Niccolò Paganini was a virtuoso violinist and composer born in Genoa in 1782 to a merchant family. He began playing violin at age 7, and quickly outpaced all his professors. The gifted young musician began touring the country at 18 years old, working as a freelance violinist, and was later appointed as First Violin in the Republic of Lucca in the state of Tuscany. When the area was annexed by Napoleon in 1805, the French princess Elisa Baciocchi took over the region, and Paganini began to play for her court. He resumed his tours after the princess’s court moved to Florence. After a concert at the Scala in Milan, Paganini began to get noticed and started touring every major city in Europe after receiving a prestigious award from the Pope himself. He performed his own compositions, as well as adaptations of works from fellow composers.
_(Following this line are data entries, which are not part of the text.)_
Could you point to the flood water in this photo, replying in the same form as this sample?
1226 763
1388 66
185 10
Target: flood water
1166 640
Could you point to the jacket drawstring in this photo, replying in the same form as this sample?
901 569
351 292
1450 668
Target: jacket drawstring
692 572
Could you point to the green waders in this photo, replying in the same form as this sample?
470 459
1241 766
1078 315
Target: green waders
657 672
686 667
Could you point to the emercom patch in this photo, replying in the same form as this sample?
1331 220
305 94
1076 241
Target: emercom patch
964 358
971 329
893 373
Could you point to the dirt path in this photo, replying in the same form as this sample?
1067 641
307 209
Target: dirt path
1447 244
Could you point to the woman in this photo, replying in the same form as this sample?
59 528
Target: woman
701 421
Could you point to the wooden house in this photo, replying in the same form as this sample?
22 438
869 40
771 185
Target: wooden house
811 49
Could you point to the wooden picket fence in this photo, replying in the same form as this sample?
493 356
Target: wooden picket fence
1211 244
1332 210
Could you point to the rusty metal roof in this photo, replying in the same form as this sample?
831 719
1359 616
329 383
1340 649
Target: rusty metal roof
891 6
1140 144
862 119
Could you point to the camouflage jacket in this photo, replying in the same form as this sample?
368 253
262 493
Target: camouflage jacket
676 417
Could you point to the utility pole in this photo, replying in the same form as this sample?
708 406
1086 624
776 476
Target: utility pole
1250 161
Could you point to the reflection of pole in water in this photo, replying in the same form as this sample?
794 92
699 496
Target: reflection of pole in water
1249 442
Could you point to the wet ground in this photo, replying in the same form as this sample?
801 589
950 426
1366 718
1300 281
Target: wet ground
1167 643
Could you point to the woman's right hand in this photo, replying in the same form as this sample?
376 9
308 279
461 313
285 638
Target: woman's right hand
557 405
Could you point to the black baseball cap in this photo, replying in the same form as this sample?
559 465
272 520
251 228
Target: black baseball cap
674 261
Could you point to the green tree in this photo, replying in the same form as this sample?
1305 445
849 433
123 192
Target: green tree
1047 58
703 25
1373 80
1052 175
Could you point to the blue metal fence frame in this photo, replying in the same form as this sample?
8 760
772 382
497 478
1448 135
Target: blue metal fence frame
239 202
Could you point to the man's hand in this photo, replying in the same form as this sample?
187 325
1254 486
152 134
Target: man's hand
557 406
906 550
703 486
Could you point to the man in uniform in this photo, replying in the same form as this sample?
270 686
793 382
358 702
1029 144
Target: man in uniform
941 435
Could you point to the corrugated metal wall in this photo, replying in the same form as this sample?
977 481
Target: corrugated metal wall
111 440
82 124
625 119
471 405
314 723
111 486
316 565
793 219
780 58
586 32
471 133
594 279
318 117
Though he never married and had no legitimate children, he had many romantic conquests, among them Italian singer Antonia Bianchi. His health remained problematic throughout his whole life, as he was believed to suffer from a rare genetic condition affecting joints and tissues, as well as syphilis and tuberculosis. He died relatively young in 1840, at age 57, from internal hemorrhaging.
Niccolò Paganini is considered to be one of the most virtuoso violinists of all time, and leaves behind a musical legacy consisting of many works, such as the Violin Concerto No. 1 (1818), 24 Caprices for Solo Violin (1802-1817), Moses Fantasy (1818), Centone di Sonate, Vol. 1 (1828-29), Moto perpetuo (1835) and his Variations on God Save the King (1829).